Come join us on april 26 for a great time by all!! Plenty of duck hunts and fishing trips, guns, great food and cold drinks!! For any info please call Buzz 713 410 9407 cl Thanks


----------



## triple f (Aug 23, 2005)

Sounds cool Buzz! I'll see all of ya'll there!


----------



## Marcus Lovell (Oct 9, 2006)

Hey Buzz. Talked to Barry yesterday, me Deno and Stretch will be there for sure.


----------



## Freshwaterman (May 21, 2004)

CCA is the same night?


----------



## Tealman (Sep 20, 2005)

Hey marcus it would not be the same with yall guys, got alot of great stuff coming in.
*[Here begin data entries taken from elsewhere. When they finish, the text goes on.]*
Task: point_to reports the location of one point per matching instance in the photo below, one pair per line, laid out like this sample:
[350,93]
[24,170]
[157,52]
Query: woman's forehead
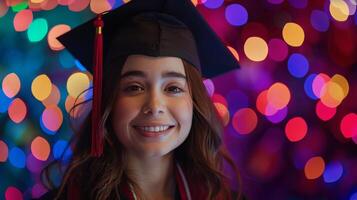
[153,65]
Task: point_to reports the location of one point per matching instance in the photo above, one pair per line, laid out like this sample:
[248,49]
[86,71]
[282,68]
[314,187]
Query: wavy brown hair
[201,155]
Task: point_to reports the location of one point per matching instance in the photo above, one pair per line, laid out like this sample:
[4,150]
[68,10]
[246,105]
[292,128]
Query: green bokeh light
[20,6]
[38,30]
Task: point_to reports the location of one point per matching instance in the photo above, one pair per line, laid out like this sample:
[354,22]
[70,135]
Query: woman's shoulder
[48,195]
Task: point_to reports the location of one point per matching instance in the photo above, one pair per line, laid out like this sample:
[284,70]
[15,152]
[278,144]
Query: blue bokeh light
[298,65]
[17,157]
[236,15]
[333,172]
[4,102]
[212,4]
[58,149]
[66,59]
[308,86]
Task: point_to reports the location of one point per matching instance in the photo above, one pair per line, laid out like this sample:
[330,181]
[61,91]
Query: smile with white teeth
[153,128]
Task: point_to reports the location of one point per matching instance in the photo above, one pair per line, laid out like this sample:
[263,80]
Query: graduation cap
[148,27]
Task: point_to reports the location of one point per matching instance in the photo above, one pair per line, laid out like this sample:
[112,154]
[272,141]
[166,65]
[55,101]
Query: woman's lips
[153,131]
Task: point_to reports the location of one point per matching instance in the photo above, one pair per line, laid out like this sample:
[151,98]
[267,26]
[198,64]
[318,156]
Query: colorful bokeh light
[54,33]
[52,118]
[41,87]
[325,113]
[40,148]
[298,65]
[348,125]
[17,110]
[11,85]
[296,129]
[37,30]
[245,121]
[236,14]
[22,20]
[4,151]
[77,83]
[333,172]
[293,34]
[314,167]
[256,49]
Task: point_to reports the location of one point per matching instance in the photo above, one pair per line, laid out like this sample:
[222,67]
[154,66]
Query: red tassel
[97,131]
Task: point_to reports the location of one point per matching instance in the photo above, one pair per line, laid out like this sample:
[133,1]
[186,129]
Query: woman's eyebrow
[166,74]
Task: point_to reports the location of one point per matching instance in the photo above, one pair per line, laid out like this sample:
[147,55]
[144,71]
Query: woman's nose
[154,103]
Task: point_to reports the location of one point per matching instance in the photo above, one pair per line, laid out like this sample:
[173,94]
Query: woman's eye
[133,88]
[174,89]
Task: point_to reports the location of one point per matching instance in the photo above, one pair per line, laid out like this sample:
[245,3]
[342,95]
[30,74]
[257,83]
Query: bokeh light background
[290,112]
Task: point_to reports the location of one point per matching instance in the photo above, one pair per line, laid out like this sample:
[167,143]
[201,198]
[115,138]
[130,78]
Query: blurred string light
[17,157]
[234,52]
[256,49]
[236,14]
[17,110]
[11,85]
[333,172]
[244,121]
[314,167]
[22,20]
[56,31]
[339,10]
[298,65]
[319,20]
[33,164]
[38,190]
[53,98]
[218,98]
[278,50]
[298,3]
[348,125]
[13,193]
[4,151]
[52,118]
[77,83]
[41,87]
[223,113]
[213,4]
[40,148]
[324,112]
[37,30]
[296,129]
[3,8]
[209,86]
[293,34]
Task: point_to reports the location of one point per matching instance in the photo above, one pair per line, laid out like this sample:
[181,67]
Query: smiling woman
[153,132]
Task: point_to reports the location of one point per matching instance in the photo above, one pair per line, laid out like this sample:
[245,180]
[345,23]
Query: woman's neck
[154,175]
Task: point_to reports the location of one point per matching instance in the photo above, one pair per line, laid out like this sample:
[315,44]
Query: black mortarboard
[149,27]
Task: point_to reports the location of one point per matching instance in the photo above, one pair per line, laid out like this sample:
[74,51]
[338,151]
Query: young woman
[155,134]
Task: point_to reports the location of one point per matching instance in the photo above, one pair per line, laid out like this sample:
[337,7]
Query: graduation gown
[184,190]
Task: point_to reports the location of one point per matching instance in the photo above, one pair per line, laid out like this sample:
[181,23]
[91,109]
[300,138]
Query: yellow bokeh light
[77,83]
[293,34]
[256,49]
[339,10]
[99,6]
[342,82]
[54,33]
[278,95]
[37,1]
[40,148]
[223,113]
[332,94]
[11,85]
[234,52]
[41,87]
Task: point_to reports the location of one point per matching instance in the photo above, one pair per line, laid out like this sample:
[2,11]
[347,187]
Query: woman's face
[153,111]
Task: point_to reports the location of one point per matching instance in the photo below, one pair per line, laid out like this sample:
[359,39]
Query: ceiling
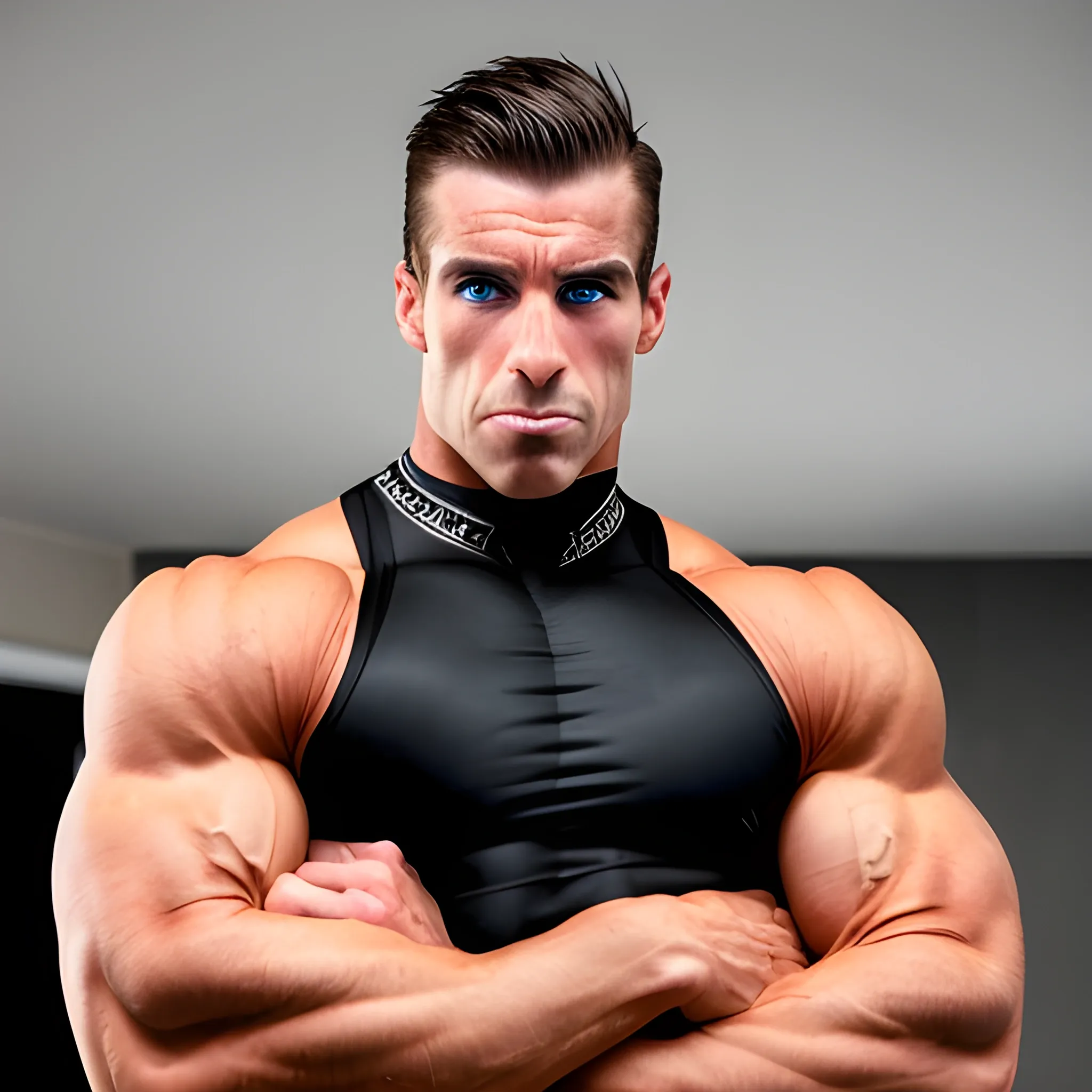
[877,218]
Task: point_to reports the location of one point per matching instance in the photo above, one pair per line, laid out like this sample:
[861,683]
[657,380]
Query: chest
[519,696]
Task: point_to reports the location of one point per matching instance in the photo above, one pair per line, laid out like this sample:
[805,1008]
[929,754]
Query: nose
[536,352]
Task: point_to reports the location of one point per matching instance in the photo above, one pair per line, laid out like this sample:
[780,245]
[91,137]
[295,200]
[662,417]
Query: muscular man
[609,748]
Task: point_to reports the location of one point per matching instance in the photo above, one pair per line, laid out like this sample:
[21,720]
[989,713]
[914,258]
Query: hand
[370,881]
[745,944]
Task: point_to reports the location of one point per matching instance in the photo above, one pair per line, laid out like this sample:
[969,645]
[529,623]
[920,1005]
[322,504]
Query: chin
[530,475]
Get ready!!! And yes it is the same night as the cca banquet, BUZZ


----------



## garwood (Jun 7, 2006)

*Bellaire DU Banquet*

Buzz are you going to try to give Mongo away again at the banquet. Maybe someone will take him this year.


----------



## dook2 (Aug 14, 2005)

Are you going to have a Laguna rod like last year.


----------



## Tealman (Sep 20, 2005)

Danny not only has a laguna bellaire du rod coming he also included a day of fishing with him in port mansfield!!!! Hey dook2 leave your lab at the house, and get ready for thursday. thanks buzz


----------



## polecat (Jan 21, 2005)

Buzz, sure would like that laguna rod but can't make it gotta work Friday and from what I hear it will be a loooong fun night with plenty to drink.. have fun! Tell little T to win that rod and I'll buy it from him. LOL


----------



## Tealman (Sep 20, 2005)

hey pole, the rod looks great wish you could make it but if t or lt win it i will tell them to sell it cheap, thanks BUZZ


----------



## Freshwaterman (May 21, 2004)

See you guys there. I think we have a whole table.


----------



## Fishaholic (Jan 9, 2005)

Will be there with Joey and bourbon see you there. I will try to keep big joe under control.


----------



## Freshwaterman (May 21, 2004)

Had a great time! 

Did not get to meet up with any of ya but if you went you saw my boy Gunar up front pulling the tickets!

Great event guys!


----------



## Tealman (Sep 20, 2005)

Gunar did a great job, tell him next time to not let barry win so many items, thanks for your support. I am looking forward to a day off!!!! Thanks again and tell Gunar we need him next year!!!!


----------



## Freshwaterman (May 21, 2004)

tealman said:


> Gunar did a great job, tell him next time to not let barry win so many items, thanks for your support. I am looking forward to a day off!!!! Thanks again and tell Gunar we need him next year!!!!


No Problem we will be there next year! I think he a Barry had a plan working or something.:cheers:


----------



## garwood (Jun 7, 2006)

Tell Gunar I owe him a duck hunt for doing such a great job.

Barry


----------